Был у Ставского, раненного ещё в декабре[23]. Теперь он ещё в постели. Нога болит. Когда он увидел меня, то стал восхищаться моей книгой «Жень-шень».
— Разве вы только теперь прочли?
— Я десять раз прочёл, — сказал Ставский, — а теперь только понял.
— Что же вы поняли?
— Сейчас я понял книгу как мучительный призыв, чтобы пришла настоящая женщина...
Тут я остановил его и сказал, что он верно понял и он не один так понял: женщина, для меня самая прекрасная во всём мире, прочтя «Жень-шень», пришла ко мне узнать, есть ли во мне живом хоть что-нибудь от того, который описан в книге. И вот она узнала меня во мне, и я узнал в ней ту, которую всю жизнь ожидал. И, узнав друг друга, мы соединились, и я объявил состояние войны за ту женщину и за свою любовь... И так в свои годы я начал новую жизнь.
Ставский был потрясён моим рассказом. И мне очень понравилось у него, что, когда я потом намекнул ему, с каким мещанством встретился я, воюя со старой семьёй за новую жизнь, он поправил меня:
— Это неправда, что они мещане, просто огорчённые люди.
«Откуда это у него?» — подумал я. И только подумал, вошли дети Ставского, почти взрослая девушка и совсем маленькие. И оказалось, что дети от трёх, сменяющих одна другую, женщин. Так вот, понял я, откуда у него взялось сочувствие к огорчению покидаемых женщин.
Когда мы расставались, он сказал мне, что если надо будет в чём-нибудь помочь — он поможет.
— Да мне, — сказал я, — это едва ли...
— Я думал не о вас, — ответил он, — а о вашем новом друге.

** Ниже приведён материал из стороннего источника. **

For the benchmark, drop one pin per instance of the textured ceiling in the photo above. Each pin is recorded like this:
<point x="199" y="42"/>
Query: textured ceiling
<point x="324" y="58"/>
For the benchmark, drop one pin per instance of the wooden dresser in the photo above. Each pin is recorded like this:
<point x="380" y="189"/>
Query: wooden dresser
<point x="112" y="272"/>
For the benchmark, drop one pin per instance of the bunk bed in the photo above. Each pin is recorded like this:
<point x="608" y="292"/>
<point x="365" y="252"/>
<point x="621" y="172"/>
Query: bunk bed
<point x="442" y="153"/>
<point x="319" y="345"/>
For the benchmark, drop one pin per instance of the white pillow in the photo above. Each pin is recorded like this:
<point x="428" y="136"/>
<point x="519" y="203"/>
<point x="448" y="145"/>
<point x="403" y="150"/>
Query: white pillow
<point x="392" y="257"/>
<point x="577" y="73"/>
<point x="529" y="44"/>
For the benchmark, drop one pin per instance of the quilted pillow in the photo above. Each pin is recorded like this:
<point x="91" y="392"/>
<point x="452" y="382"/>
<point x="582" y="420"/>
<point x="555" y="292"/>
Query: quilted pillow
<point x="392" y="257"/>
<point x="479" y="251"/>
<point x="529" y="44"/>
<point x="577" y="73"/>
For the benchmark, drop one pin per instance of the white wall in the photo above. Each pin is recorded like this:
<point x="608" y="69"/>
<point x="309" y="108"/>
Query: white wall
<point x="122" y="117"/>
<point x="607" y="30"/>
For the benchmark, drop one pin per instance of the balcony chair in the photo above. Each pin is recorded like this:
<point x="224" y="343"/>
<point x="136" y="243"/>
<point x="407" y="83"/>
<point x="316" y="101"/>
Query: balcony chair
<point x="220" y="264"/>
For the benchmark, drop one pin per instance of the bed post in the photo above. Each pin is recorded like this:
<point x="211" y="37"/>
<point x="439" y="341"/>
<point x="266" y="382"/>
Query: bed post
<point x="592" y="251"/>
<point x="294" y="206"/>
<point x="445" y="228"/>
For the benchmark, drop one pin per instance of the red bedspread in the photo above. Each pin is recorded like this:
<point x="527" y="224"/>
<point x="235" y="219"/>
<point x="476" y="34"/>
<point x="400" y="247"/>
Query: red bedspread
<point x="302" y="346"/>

Сегодня, когда я шёл к Ставскому по Крымскому мосту, моросил тёплый весенний дождик, «серые слёзы весны». Я мечтал о том блаженстве, когда мы уедем в Тяжино, когда я буду через несколько дней вводить Л-ю в свои владения, и называть не виданных ею, не слыханных птиц, и показывать зверушек, и следы их на грязном снегу, и что это будет похоже на рай, когда Адам стал давать имена животным. И тут вспомнилось библейское грехопадение, и в отношении себя протест: не может быть грехопадения!
«И во всяком случае, — раздумывал я, — мы столько намучились и так поздно встретились, что нам надо обойтись без греха, а если то и может быть «грехом», то преодолеем и грех».
Мы сами, конечно, можем где-то ошибаться, но людей в нашем положении легко можно представить себе преодолевающими обычные разочарования друг в друге и последующий плен.
«Может быть, я сделаю эту ошибку? — Нет! Я-то не сделаю. Вот разве она? Ну, уж только не она!» И я погрузился в раздумье о её замечательных письмах и её прекрасной любви, и девственной, и умной, и жертвенной, и обогащающей.